How is your task.yaml written?

| username: xfworld | Original post link

Are the MySQL binlog configuration and account permissions sufficient?

| username: xingzhenxiang | Original post link

Post the configuration file and let’s take a look.

| username: TiDBer_rYOSh9JN | Original post link

vi source1.yaml
source-id: “mysql-207”
enable-gtid: false
from:
host: “10.0.0.207”
port: 3306
user: “root”
password: “xxx”

vi source2.yaml
source-id: “mysql-208”
enable-gtid: false
from:
host: “10.0.0.208”
port: 3306
user: “root”
password: “xxx”

vi task.yaml

# Merge MySQL tables from 2 separate databases (with the same database and table names) into TiDB
name: "mysql_merge_to_center"
task-mode: all
shard-mode: "pessimistic"
meta-schema: "dm_meta"
ignore-checking-items: ["auto_increment_ID"]

target-database:
  host: 10.x.x.x
  port: 4000
  user: "root"
  password: "xxxxx"

mysql-instances:
  -
    source-id: "mysql-207"
    block-allow-list:  "listA"
  -
    source-id: "mysql-208"
    block-allow-list:  "listA"

block-allow-list:
  listA:
    do-dbs: ["db_to_sync"]
    do-tables:
    - db-name: "db_to_sync"
      tbl-name: "table1"
| username: 有猫万事足 | Original post link

If you do not need to route the source table to a target TiDB table with a different name, you can skip this configuration. This rule must be configured for scenarios involving sharding and merging migrations.

You are in a sharding and merging migration scenario, but you have not configured the routing rules at all. This will inevitably lead to data from the two MySQL instances 207 and 208 overwriting each other, and you will need to modify your downstream tables; otherwise, there is a high probability of primary key conflicts between the two MySQL instances. With safe-mode enabled by default during import, the data will overwrite each other.

Therefore, you will certainly feel that sometimes it works and sometimes it doesn’t, which has nothing to do with your upstream binlog-do-db.

Synchronize the table1 in the db_to_sync database upstream to the same-named database and table downstream.

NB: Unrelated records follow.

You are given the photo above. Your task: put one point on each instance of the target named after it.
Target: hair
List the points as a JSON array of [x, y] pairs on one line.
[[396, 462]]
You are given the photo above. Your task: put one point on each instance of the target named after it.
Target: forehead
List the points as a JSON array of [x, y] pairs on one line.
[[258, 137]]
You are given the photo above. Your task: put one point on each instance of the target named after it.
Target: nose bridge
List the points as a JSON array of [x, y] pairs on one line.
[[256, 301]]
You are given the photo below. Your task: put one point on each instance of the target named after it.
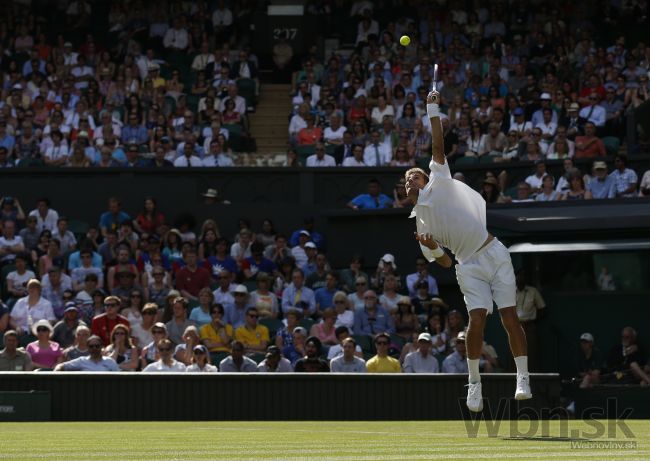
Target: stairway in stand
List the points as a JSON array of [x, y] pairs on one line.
[[270, 122]]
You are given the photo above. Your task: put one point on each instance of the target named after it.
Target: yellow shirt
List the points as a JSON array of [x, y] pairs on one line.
[[223, 336], [383, 365], [252, 337]]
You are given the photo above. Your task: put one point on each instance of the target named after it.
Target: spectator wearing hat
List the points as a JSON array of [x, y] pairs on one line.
[[201, 361], [456, 362], [602, 185], [382, 362], [589, 362], [166, 363], [237, 362], [372, 319], [311, 362], [421, 360], [274, 362], [95, 361], [421, 273], [236, 312], [13, 358], [625, 179], [103, 324], [64, 330], [297, 294], [44, 353], [373, 200]]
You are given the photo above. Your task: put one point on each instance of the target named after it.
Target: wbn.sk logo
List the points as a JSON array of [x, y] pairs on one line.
[[603, 423]]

routes:                          
  route-rule-1:                  
    schema-pattern: "db_to_sync"      
    table-pattern: "table1"         
    target-schema: "db_to_sync"         
    target-table: "table1"             
  route-rule-2:
    schema-pattern: "db_to_sync"
    target-schema: "db_to_sync"

mysql-instances:
  - source-id: "mysql-207"                   
    block-allow-list:  "listA"                             
    route-rules: ["route-rule-1","route-rule-2"]
  - source-id: "mysql-208"                   
    block-allow-list:  "listA"                             
    route-rules: ["route-rule-1","route-rule-2"]

After configuring this, be sure to add a sharding key to the primary key of your downstream table. Also, pay close attention to the write hotspot issue in the downstream table.
Otherwise, even if the configuration is correct, primary key conflicts and data overwrites will still result in incorrect outcomes. Write hotspots will also slow down the import process and cause an unbalanced TiKV load.

| username: TiDBer_rYOSh9JN | Original post link

It’s not that it works sometimes and doesn’t work other times; it has never worked. The primary key of the source table has been handled to ensure there are no conflicts. The reasons for not doing routing are: 1. The primary key of the source table will not conflict (workid); 2. All database names and table names are completely consistent.

| username: 有猫万事足 | Original post link

Execute these two commands on the control machine, and let me see the results. If the DM_MASTER_ADDR environment variable is not set, you may need to add --master-addr dm-master-ip:8261.

| username: redgame | Original post link

Check the DM log files to see if there are any related errors or warning messages.